Artificial Intelligence II, Winter 2018 Assignment 1: Hand Written Digit Classification
Instructions:
- Submit your assignment by 11:55pm on the due date.
- Include all matlab code you write and a soft copy of answers to questions (in pdf format). Do not need to include code/data that I give you. Do not zip your files, submit all files individually.
- Except for problem 10, you cannot use matlab built-in tools for machine learn-ing/ classification, you have to develop learning tools from scratch. You can use standard matlab functions for matrix manipulations. If in doubt about use of any matlab function, post a question on the discussion board. For problem 10, you can use matlab built in neural network tools as specified in the problem description.
- Make sure to use the function names, input/output parameters as I specify, including capitalization. We have very limited TA support and having correction function names helps to streamline grading. We will take %5 off the assignment grade if you do not use the correct function names. If you write helper functions, you can give them any names you wish.
- We give simple test cases.
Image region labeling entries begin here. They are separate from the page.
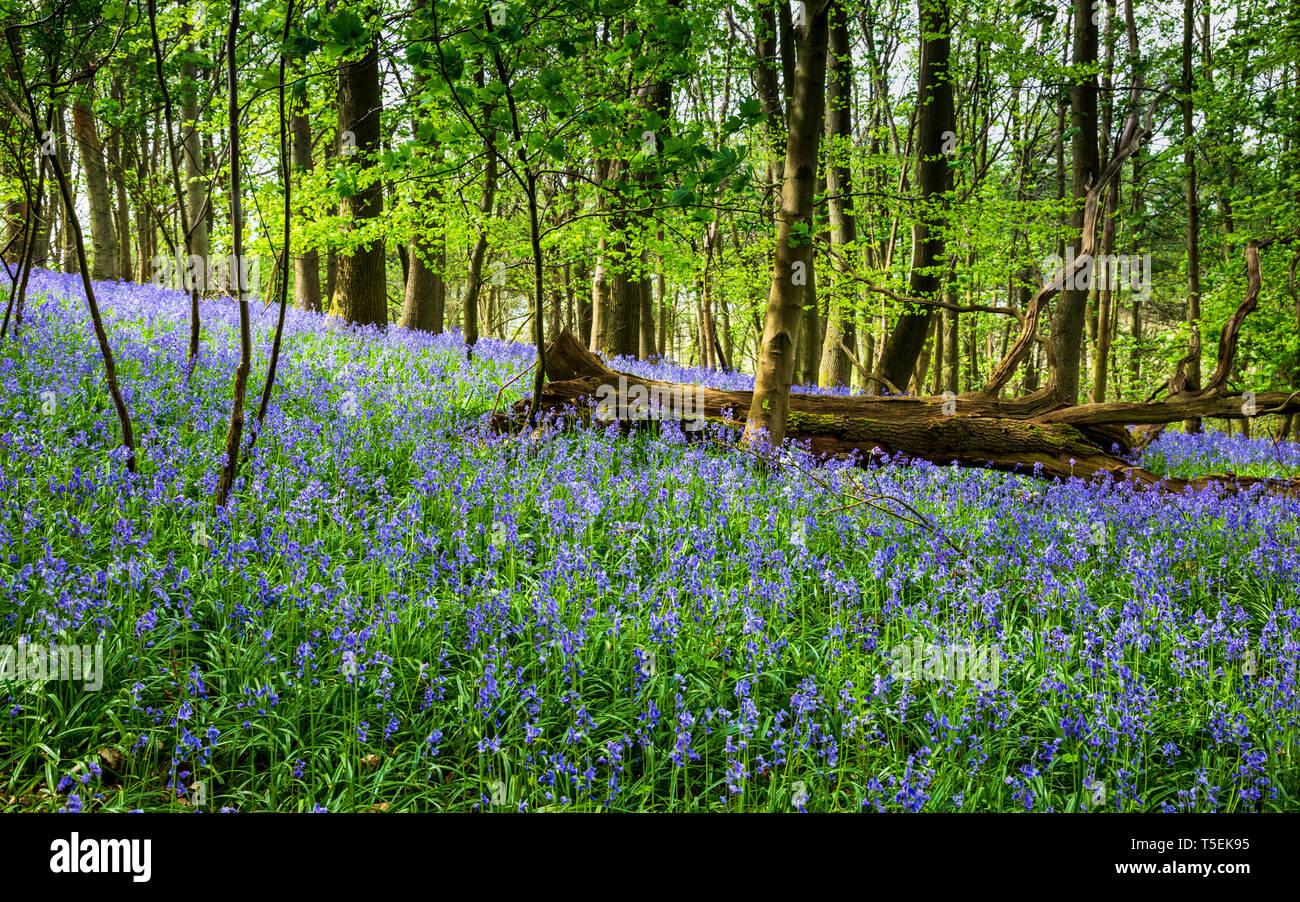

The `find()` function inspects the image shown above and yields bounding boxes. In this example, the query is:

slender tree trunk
[216,0,252,507]
[293,97,321,313]
[1179,0,1201,433]
[460,135,497,355]
[73,82,118,279]
[745,0,828,447]
[880,0,956,387]
[818,6,858,387]
[1052,0,1101,404]
[181,53,212,269]
[334,6,389,326]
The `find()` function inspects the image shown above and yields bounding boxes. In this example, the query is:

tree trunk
[1179,0,1201,433]
[818,5,858,387]
[73,82,118,279]
[745,0,828,447]
[291,97,321,313]
[334,14,389,326]
[460,135,497,355]
[181,52,212,269]
[880,0,956,386]
[1052,0,1101,404]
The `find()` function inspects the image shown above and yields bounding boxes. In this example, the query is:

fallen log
[497,330,1300,491]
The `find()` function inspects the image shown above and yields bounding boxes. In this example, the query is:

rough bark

Passing these is a good indicator, but does not assure that your code will pass more complex tests that will be run by TA.
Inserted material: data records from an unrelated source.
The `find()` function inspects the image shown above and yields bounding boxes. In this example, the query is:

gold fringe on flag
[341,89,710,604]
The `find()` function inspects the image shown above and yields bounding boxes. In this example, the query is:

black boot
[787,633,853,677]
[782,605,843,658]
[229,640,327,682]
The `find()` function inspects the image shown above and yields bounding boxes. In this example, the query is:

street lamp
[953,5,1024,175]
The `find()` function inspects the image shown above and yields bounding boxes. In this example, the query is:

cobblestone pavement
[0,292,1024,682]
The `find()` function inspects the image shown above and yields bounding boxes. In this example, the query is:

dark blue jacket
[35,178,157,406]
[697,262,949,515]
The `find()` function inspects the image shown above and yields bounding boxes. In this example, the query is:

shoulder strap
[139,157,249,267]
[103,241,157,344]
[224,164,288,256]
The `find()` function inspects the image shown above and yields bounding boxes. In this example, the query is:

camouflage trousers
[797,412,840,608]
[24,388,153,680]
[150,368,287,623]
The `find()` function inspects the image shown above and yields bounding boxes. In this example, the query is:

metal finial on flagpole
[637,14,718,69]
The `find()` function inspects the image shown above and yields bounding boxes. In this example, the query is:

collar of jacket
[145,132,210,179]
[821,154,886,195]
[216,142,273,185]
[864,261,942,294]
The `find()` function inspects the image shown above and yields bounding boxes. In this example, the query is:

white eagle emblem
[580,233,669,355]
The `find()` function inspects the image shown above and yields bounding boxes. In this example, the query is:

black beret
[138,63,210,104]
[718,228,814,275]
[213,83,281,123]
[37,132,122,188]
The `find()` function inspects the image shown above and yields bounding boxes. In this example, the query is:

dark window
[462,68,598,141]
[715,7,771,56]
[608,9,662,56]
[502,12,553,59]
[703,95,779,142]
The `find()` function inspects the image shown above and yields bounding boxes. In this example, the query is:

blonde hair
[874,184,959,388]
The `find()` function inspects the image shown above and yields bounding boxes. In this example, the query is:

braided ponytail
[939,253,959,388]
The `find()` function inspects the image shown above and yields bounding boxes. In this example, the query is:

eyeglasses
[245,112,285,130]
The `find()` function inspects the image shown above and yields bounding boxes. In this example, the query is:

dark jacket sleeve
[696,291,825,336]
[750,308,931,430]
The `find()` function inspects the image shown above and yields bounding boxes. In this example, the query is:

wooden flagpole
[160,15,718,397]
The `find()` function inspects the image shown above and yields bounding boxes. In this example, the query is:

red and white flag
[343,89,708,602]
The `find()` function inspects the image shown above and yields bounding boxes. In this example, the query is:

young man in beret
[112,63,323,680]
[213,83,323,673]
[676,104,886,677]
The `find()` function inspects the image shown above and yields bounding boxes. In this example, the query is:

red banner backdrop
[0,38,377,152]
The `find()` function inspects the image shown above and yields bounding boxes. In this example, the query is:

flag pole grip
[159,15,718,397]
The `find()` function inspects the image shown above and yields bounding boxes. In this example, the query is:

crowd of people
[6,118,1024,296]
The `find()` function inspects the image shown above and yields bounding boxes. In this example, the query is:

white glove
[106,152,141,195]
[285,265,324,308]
- Do not share your code/accept code from other students/web/etc. We will run an automatic software to measure the similarity of your code to the current students and previous year students. If there is high code similarity, the penalty is negative assignment score. This will jeopardize your chances of passing the course.
- This assignment has extra credit questions. Extra credit counts only towards the assignments, it does not transfer to quizzes.
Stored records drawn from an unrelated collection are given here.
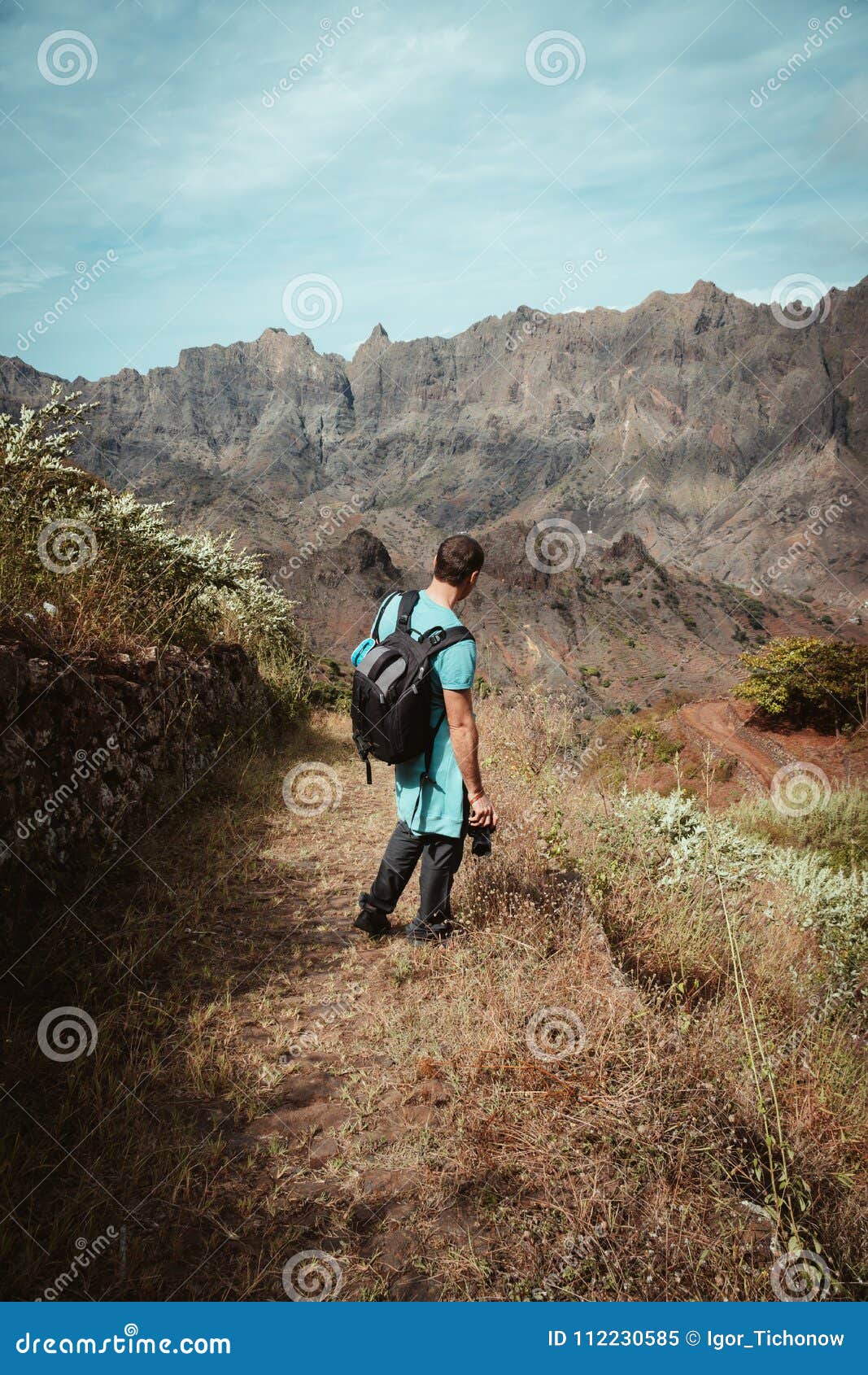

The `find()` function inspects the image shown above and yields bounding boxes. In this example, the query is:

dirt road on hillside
[678,700,791,788]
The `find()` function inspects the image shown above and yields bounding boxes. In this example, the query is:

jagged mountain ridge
[0,279,868,602]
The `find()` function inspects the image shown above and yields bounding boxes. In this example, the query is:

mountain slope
[0,279,868,604]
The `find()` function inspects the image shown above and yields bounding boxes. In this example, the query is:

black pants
[367,821,464,924]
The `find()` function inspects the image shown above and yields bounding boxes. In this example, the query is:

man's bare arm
[443,688,498,827]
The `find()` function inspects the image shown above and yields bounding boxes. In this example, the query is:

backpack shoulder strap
[420,626,473,659]
[372,592,400,639]
[396,592,420,634]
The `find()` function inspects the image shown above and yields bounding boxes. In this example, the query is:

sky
[0,0,868,378]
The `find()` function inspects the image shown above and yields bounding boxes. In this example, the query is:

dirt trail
[207,716,635,1299]
[224,716,512,1299]
[678,700,792,788]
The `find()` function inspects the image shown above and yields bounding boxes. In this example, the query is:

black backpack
[351,592,473,783]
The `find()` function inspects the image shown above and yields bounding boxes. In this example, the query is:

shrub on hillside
[732,635,868,727]
[0,384,309,698]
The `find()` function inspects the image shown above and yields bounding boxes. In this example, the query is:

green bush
[732,635,868,727]
[0,384,304,698]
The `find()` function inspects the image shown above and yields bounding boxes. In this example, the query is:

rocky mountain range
[0,277,868,709]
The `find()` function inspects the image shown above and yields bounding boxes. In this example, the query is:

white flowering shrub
[617,791,868,1012]
[0,385,300,684]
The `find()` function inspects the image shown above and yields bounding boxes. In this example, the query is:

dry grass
[6,699,866,1299]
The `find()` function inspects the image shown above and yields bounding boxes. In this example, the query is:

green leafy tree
[732,635,868,727]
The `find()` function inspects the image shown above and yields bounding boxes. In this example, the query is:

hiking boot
[408,917,454,945]
[352,893,392,941]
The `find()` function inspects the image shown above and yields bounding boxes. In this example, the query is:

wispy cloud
[0,0,868,375]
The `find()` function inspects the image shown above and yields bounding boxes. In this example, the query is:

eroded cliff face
[0,281,868,601]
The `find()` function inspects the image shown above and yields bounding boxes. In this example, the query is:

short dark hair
[434,535,486,587]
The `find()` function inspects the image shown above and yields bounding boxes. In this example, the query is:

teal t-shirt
[365,591,476,836]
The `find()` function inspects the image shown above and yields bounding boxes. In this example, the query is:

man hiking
[354,535,496,945]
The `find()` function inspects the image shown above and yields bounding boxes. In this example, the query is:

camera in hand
[470,827,491,859]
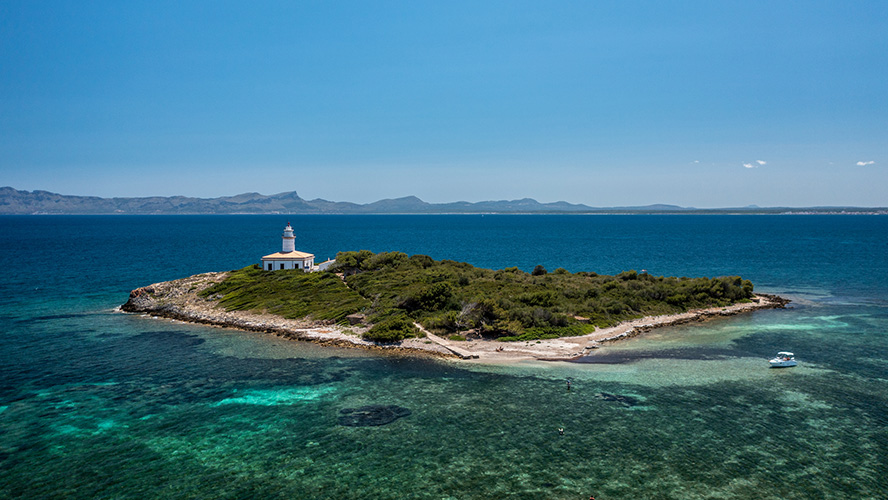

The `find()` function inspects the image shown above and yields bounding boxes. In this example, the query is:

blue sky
[0,1,888,207]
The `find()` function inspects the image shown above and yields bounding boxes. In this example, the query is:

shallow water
[0,216,888,499]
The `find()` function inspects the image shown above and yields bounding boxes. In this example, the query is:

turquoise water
[0,215,888,499]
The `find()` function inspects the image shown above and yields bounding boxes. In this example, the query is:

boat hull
[770,359,798,368]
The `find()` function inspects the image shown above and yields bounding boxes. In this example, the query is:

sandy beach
[120,272,788,363]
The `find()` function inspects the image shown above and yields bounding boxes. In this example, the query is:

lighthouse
[261,222,314,272]
[281,222,296,253]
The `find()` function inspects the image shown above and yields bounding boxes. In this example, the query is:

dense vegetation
[203,250,753,341]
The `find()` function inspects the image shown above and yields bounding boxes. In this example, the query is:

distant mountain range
[0,187,888,215]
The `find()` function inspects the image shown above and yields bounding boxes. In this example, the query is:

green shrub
[362,316,418,342]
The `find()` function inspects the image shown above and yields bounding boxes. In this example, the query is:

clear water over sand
[0,216,888,499]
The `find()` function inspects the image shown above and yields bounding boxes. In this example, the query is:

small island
[121,249,788,360]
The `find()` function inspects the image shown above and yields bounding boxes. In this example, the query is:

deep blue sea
[0,215,888,500]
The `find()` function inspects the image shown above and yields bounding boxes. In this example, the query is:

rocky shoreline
[120,272,789,362]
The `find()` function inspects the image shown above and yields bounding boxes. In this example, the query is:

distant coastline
[0,186,888,215]
[120,272,789,362]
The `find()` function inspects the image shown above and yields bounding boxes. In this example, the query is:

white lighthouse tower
[262,222,314,272]
[281,222,296,253]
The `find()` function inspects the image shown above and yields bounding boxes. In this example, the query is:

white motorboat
[769,351,798,368]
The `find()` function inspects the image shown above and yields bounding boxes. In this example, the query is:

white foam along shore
[120,272,789,362]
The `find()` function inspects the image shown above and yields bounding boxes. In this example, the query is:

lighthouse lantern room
[261,222,314,271]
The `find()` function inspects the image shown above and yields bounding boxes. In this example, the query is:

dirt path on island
[120,272,788,362]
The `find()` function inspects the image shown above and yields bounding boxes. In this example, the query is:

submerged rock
[339,405,410,427]
[595,392,639,407]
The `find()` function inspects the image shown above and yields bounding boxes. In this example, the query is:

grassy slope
[201,266,370,321]
[203,251,752,340]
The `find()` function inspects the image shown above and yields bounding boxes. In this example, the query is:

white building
[262,222,314,272]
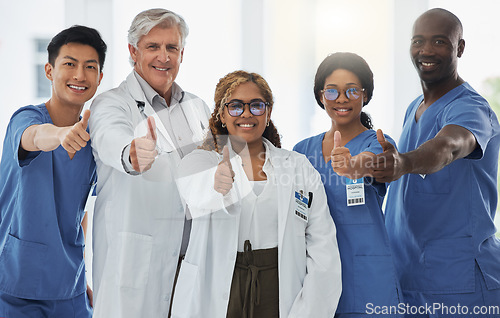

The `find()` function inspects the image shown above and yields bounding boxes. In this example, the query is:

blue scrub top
[386,83,500,294]
[0,104,95,300]
[293,130,401,313]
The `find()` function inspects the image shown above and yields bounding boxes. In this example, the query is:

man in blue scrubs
[0,26,106,318]
[373,9,500,317]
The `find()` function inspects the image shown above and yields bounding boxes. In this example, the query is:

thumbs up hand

Data: In this assignment you will develop and test several classifiers for hand written digit recognition using the reduced version of the famous MNIST dataset1. The images in the original dataset are of size 28 by 28 pixels. We rescaled images to size 16 by 16 pixels for computational efficiency. Each 2D image is stretched into a vector for training/testing. Thus each image is a 256 dimensional feature vector of raw pixel intensities.
Load data into matlab using command load A1. Matrix X train (size 5000 by 256) contains 5000 samples to use for training. Samples are stored as rows. Thus the first training image is in X train(1,:). You can visualize any digit image with the provided matlab function showImage. For example, to see the 7th training image, use showImage(X train(7,:)).
Column vector Y train contains the true labels of samples in X train. Thus its size is 5000 by 1. Since matlab starts indexing at 1, it is convenient to denote digit 0 with label 1, digit 1 with label 2, …, digit 9 with label 10. Thus Y train contains integers from 1 to 10, corresponding
1 http://yann.lecun.com/exdb/mnist/
1
to digits from 0 to 9. For example, the label of the first training image is Y train(1) is 6, which means the first training image has digit 5. There is also matrix X test containing 2000 samples to be used for testing, and column vector Y test containing true labels of samples in X test. All results in the report for the problems below should be computed on data in ”A1.mat”.
For debugging purposes, I also provide you with a small dataset in A1 tiny.mat. The format of the data in this file is the same as in A1.mat, except that each matrix has a suffix “tiny”. If you want to experiment with the full version2 of the MINST dataset, you can get it from file A1 full.mat. Again, all results should be reported for the data in A1.mat. However, for the competition (problem 12), you can submit a classifier trained on the full version of the MINST dataset. In fact, for the competition you can train on both the training and test samples contained in A1 full.mat since the competition is based on different data (provided by students in the class).
You develop all functions in the assignment so that they can handle input data of any size. When I ask you for training error, test error, etc. on X test, X train, etc., I always refer to the data stored in file A1.mat.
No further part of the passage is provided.